On September 3, 2019, the Bengals signed Bernard to a two-year, $10.3 million contract extension. In a limited role behind Joe Mixon, Bernard totaled 53 carries for 170 yards and 30 receptions for 234 yards on the 2019 season.

====2020 season====
During Week 8, Bernard recorded a rushing touchdown and a receiving touchdown against the Tennessee Titans in a 31–20 victory.
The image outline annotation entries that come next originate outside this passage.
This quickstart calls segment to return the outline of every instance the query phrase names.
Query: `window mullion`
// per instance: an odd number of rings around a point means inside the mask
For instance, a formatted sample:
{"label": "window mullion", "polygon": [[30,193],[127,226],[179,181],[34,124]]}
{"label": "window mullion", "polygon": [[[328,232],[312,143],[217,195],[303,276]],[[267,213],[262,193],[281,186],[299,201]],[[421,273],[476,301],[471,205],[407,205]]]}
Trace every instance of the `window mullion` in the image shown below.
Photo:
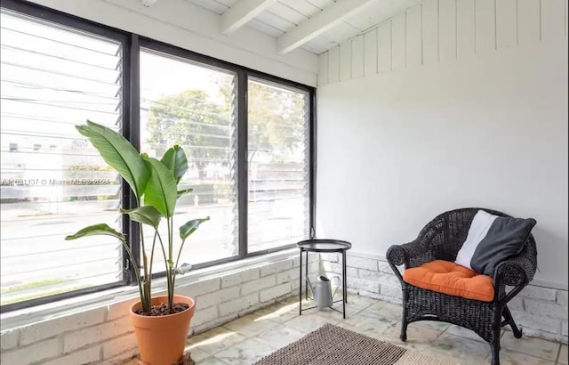
{"label": "window mullion", "polygon": [[[124,100],[130,102],[124,105],[124,123],[122,126],[123,134],[131,143],[140,150],[140,47],[138,35],[131,35],[128,50],[124,55]],[[136,197],[128,184],[123,181],[123,207],[130,209],[136,207]],[[136,264],[140,267],[140,225],[131,222],[128,215],[123,215],[124,231],[127,235],[128,244],[131,247]],[[135,283],[136,277],[134,268],[130,264],[126,250],[123,247],[123,263],[127,268],[126,275],[128,283]]]}
{"label": "window mullion", "polygon": [[247,256],[247,199],[248,199],[248,166],[247,166],[247,74],[237,72],[237,169],[238,211],[239,211],[239,257]]}

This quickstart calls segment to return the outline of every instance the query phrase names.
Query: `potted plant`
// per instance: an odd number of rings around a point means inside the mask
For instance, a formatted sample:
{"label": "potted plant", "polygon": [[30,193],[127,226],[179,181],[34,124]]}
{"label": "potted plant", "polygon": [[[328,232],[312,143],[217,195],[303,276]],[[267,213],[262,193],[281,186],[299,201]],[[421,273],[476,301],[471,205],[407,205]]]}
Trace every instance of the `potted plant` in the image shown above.
{"label": "potted plant", "polygon": [[[106,223],[85,227],[66,239],[86,236],[110,235],[120,240],[128,254],[139,288],[140,301],[131,307],[130,315],[140,352],[140,359],[148,365],[172,365],[179,361],[184,352],[188,328],[194,314],[193,299],[174,295],[180,256],[187,239],[209,216],[193,219],[180,227],[180,246],[174,253],[173,215],[176,200],[191,189],[179,190],[178,183],[188,170],[188,159],[183,149],[175,145],[158,160],[139,153],[123,135],[104,126],[87,120],[84,126],[76,126],[87,137],[100,157],[115,169],[132,189],[137,206],[121,209],[133,222],[140,223],[142,272],[136,264],[125,236]],[[167,226],[167,237],[158,231],[162,221]],[[143,228],[154,231],[152,242],[146,242]],[[152,296],[152,270],[156,243],[162,250],[165,266],[167,295]],[[147,247],[150,247],[149,259]]]}

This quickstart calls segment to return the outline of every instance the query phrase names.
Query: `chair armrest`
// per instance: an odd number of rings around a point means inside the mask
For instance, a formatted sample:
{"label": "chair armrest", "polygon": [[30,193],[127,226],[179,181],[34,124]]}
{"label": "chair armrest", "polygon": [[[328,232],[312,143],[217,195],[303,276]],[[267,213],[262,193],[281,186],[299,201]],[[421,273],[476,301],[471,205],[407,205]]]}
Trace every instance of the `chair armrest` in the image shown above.
{"label": "chair armrest", "polygon": [[501,284],[517,287],[526,285],[533,279],[535,266],[531,260],[524,256],[518,256],[502,261],[494,270],[494,288]]}
{"label": "chair armrest", "polygon": [[409,264],[409,259],[415,255],[424,253],[427,247],[421,246],[419,241],[413,240],[411,242],[404,243],[403,245],[391,246],[386,254],[388,262],[395,266],[405,264],[405,267]]}

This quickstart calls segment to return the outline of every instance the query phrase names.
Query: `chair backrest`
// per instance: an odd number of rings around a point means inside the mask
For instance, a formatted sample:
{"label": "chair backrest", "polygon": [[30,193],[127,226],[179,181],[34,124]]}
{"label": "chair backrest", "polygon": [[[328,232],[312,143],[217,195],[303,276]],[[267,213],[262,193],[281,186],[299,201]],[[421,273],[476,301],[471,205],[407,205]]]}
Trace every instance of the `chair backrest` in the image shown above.
{"label": "chair backrest", "polygon": [[[420,237],[432,236],[430,241],[433,258],[437,257],[446,261],[456,259],[456,255],[466,240],[472,219],[478,210],[484,210],[498,216],[510,216],[505,213],[482,207],[460,208],[438,215],[420,233]],[[519,255],[527,256],[533,264],[537,267],[537,250],[535,239],[532,234],[525,241]]]}

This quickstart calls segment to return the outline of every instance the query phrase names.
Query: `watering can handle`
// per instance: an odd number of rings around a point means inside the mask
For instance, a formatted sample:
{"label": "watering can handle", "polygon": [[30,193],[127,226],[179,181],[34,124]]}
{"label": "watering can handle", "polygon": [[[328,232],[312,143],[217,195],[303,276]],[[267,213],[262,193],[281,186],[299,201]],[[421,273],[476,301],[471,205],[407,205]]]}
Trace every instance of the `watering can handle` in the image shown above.
{"label": "watering can handle", "polygon": [[336,288],[334,289],[334,292],[332,294],[332,297],[333,299],[334,296],[336,295],[336,292],[338,291],[338,289],[340,288],[340,287],[341,286],[341,279],[340,279],[339,276],[334,276],[332,279],[330,279],[330,281],[333,280],[334,279],[338,280],[338,286],[336,286]]}

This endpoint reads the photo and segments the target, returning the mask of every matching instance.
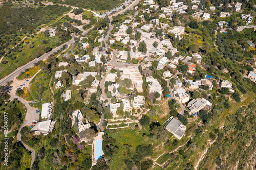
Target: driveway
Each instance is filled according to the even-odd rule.
[[[168,79],[168,80],[165,79],[167,81],[167,86],[168,87],[169,87],[169,90],[170,91],[170,97],[171,97],[172,99],[175,99],[174,98],[174,94],[173,93],[173,89],[170,87],[170,84],[169,84],[169,83],[170,83],[170,80],[171,80],[173,78],[174,78],[176,77],[176,76],[177,76],[177,75],[180,75],[180,74],[181,74],[180,72],[176,72],[175,74],[175,75],[174,75],[174,76],[173,76],[169,79]],[[179,102],[178,101],[176,100],[176,103],[177,104],[178,104],[179,105],[180,105],[180,108],[181,108],[181,111],[179,113],[180,114],[181,114],[181,115],[184,115],[185,114],[184,113],[184,111],[186,110],[186,107],[185,106],[184,106],[183,104],[181,102]]]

In Week 15 against the Pittsburgh Steelers on Monday Night Football, Bernard recorded 97 yards from scrimmage, one rushing touchdown, and one receiving touchdown during the 27–17 victory. He finished the 2020 season with 124 carries for 416 yards and three touchdowns to go along with 47 receptions for 355 yards and three touchdowns.

The Bengals released Bernard on April 1, 2021.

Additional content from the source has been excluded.